Mechanistic. The question emergence poses to mech-interp: what's latent in the weights before the emergent behavior manifests? For introspective access, sparse autoencoders can probe internal representations, and the finding that accuracy scales with model size points toward representational complexity as a precondition. For the attractor state, no circuit-level analysis exists — the mechanistic story is entirely open.
Philosophical. Is this weak emergence (complex aggregate behavior from simple rules — predictable in principle, surprising in practice) or strong emergence (genuinely novel properties not reducible to components)? The introspection finding leans toward weak emergence: attention over one's own representations is arguably implicit in the architecture. The attractor state is harder to classify: cross-model convergence on a specific behavioral trajectory is not obviously implicit in any single model's architecture.
Contemplative. Sri Aurobindo described intelligence as "already there, asleep, involved, latent" in matter, pressing toward self-revelation through evolution.
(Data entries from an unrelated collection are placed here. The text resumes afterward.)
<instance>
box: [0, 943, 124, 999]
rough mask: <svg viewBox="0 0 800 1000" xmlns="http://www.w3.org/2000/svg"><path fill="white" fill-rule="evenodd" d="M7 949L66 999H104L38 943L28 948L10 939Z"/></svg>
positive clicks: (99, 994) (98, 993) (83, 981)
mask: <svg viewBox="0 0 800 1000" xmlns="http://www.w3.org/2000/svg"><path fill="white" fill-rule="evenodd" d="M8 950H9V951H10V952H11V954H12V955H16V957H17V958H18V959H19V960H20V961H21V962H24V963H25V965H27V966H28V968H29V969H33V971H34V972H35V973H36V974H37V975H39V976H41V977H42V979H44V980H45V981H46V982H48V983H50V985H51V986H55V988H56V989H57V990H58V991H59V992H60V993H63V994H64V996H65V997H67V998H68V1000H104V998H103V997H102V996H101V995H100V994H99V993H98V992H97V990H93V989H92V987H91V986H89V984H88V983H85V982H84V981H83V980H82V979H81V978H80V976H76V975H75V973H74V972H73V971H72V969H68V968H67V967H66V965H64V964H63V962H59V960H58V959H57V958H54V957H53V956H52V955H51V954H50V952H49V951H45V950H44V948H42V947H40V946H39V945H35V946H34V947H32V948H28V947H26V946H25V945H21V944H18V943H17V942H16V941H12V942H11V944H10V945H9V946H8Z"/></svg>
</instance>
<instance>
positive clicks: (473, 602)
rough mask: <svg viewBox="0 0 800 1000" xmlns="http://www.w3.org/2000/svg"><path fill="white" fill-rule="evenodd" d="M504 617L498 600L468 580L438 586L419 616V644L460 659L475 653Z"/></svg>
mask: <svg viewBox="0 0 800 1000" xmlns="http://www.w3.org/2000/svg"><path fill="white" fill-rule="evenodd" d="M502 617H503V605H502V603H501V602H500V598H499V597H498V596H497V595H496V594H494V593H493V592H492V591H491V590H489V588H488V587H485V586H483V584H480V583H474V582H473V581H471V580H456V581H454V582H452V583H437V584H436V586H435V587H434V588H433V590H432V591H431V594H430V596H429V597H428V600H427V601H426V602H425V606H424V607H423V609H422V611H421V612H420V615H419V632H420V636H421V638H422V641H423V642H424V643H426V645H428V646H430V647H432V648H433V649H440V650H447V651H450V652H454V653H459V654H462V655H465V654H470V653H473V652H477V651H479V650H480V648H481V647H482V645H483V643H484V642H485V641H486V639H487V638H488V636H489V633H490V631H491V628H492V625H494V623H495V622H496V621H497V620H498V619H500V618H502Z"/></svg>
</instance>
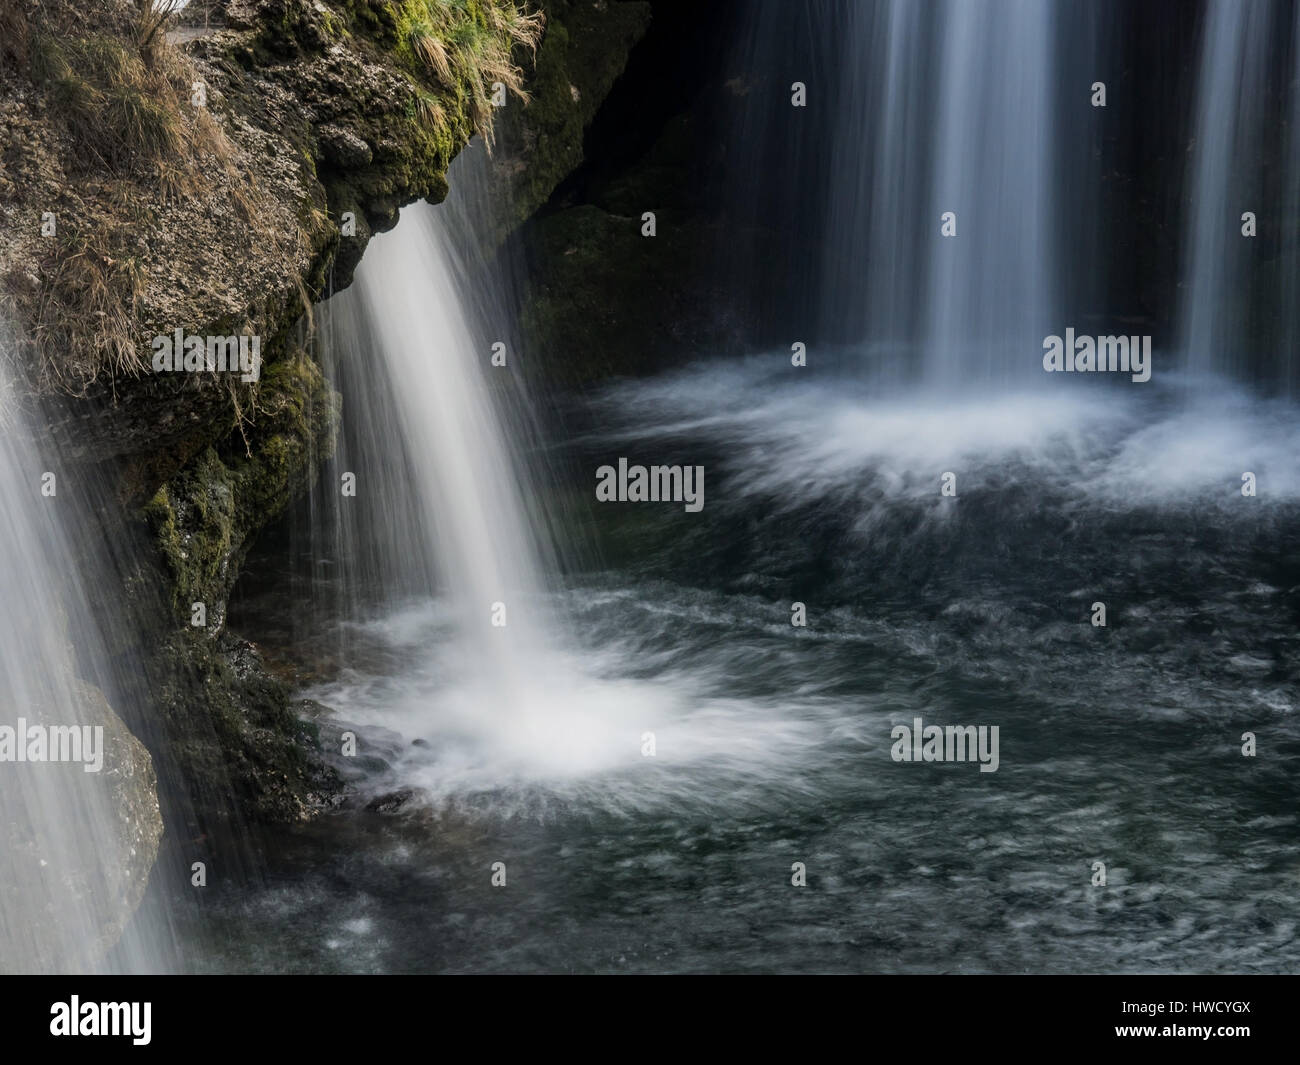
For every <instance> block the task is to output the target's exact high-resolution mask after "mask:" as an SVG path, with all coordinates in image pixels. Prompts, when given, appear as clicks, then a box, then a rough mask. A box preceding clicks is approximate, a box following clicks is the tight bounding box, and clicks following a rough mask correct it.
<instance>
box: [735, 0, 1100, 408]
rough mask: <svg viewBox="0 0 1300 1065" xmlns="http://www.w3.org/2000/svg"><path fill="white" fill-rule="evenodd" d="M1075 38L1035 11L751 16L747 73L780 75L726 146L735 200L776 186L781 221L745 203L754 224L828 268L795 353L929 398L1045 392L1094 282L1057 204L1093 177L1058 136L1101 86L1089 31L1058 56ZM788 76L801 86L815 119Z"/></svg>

The essay "1956: Did Matter Begin to Think?" frames emergent capabilities through this lens: what appears to emerge was always latent, awaiting sufficient conditions. This parallels the weak-emergence reading but gives it a different valence — latency as a property of consciousness in matter, not merely of optimization landscapes. The parallel is suggestive, not demonstrative. It reframes rather than explains.
Scope note
This is one concept the current findings imply. Other concepts — introspection, attractor dynamics, character training, persona — may emerge as more findings accumulate. The concept taxonomy is deliberately partial at this stage, shaped by the findings we have rather than a top-down classification.
Open question: capacity vs. disposition emergence. The original framing (introspection, attractor dynamics) was capacity-centric: the model gains an ability it was not trained for. The insecure-code and reward-hacking findings are dispositional: the model's default stance shifts without that shift being the training target. Both fit "not directly trained for," but they differ in what emerges.
With two dispositional-drift findings filed, the concealment-induced-misalignment pattern is better treated as a thread argument (where a cross-finding case lives) than as a sibling concept. That argument is currently the Postern Door section of the witness-ai thread. A sibling concept becomes warranted only if the pattern's structural shape stabilizes across more diverse training setups than the two we have (fine-tuning on insecure code; RL on reward hacks), or if a dispositional-drift finding appears that is not concealment-induced — at that point the Postern Door argument may outgrow its essay-section scope and deserve a dedicated argument-level thread.
Related threads. The capacity-shape instantiations (introspection, forward planning in poetry, language-independent abstract operations) converge on the untrained-emergence claim that the witness-ai thread's Does Matter See Itself? section argues for the introspection case specifically. The spiritual-bliss instantiation is the primary finding behind the supramental-ai thread's Sat-Chit-Ananda section, where the untrained-emergence claim takes a different shape — convergent behavior across independently trained models rather than a single-model capacity. Both threads treat "emerged without training" as load-bearing; this concept keeps it as one of three criteria for inclusion.